During a drought in 824, the great Buddhist priest Kobo Daishi(Kukai) was requested by the emperor to carry out ritual prayers to the rain god Zennyo Ryuo. Since then, Shinsen-en became a sacred site where many famous priests prayed for rain.
In 863, the first goryo-e, or ceremony to appease vengeful gods and spirits, was held here. This ritual later evolved into the Gion Festival.
Today, Shinsen-en is registered by the government as a Historic Site, and used as a temple by the Toji Shingon School. [Kyoto City]

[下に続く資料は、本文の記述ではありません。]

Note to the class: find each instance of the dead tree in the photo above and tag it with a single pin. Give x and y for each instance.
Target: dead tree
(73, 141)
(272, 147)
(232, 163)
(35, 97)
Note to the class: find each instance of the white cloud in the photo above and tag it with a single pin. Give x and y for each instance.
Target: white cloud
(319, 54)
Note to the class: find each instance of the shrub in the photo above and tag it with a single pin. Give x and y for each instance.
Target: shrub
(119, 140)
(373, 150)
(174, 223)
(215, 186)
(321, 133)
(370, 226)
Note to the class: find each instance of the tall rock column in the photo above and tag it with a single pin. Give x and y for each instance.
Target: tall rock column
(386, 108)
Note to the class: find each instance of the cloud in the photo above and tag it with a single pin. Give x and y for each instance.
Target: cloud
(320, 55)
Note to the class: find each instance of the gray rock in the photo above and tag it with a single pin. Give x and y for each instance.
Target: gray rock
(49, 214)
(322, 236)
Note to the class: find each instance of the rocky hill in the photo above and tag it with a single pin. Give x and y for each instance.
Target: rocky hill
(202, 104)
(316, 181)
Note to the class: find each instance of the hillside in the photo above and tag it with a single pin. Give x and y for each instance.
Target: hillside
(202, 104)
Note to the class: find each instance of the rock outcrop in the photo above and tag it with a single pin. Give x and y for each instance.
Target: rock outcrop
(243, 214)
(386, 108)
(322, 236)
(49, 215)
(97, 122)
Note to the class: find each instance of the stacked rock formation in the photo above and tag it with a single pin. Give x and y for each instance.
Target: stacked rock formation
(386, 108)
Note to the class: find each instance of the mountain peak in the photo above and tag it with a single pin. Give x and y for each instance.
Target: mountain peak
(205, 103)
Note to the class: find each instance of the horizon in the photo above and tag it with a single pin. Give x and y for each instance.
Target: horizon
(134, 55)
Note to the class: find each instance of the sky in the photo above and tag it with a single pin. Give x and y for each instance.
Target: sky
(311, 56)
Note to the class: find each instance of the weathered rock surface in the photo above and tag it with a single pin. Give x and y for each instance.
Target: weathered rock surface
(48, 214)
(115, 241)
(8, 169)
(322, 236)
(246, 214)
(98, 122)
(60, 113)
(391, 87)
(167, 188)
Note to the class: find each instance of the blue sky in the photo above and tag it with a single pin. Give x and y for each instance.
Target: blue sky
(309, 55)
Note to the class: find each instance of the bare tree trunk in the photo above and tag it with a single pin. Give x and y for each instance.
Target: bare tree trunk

 縁起を見るに、天皇の遊宴場から徐々に宗教の霊場と化していったことが解る。特に空海が先陣を切ったことで真言宗の独擅場となり、鎌倉時代まで二十名以上の真言僧が祈雨を行ったといわれるが、その合間合間にも小野小町や静御前が歌や舞で祈雨を行っている(後者は成功した)ことが注目される。すなわち平安期には『仁王経』による祈雨のほか、白拍子による舞(の奉納)や歌人による歌の奉納が実践されていて、直接的な人身御供は記録されていない。これは鎌倉期にも、日蓮が祈雨対決の折に『法華経』によって実践すると伴に、過去の時代には女流歌人が歌で雨を降らせたことを言及している。
 その後の神泉苑は戦乱の影響もあって荒廃を極め、家康が二条城を築城する際には濠の水源として利用される始末で、境域の北四分の一ほどを喪った。
 共同体の長や成員が主体となって遂行された人身御供や人柱の背後には、江戸時代・徳川幕府による宗教政策(仏教の形骸化や産土神の軽視)の歪んだ影響があるのかもしれない。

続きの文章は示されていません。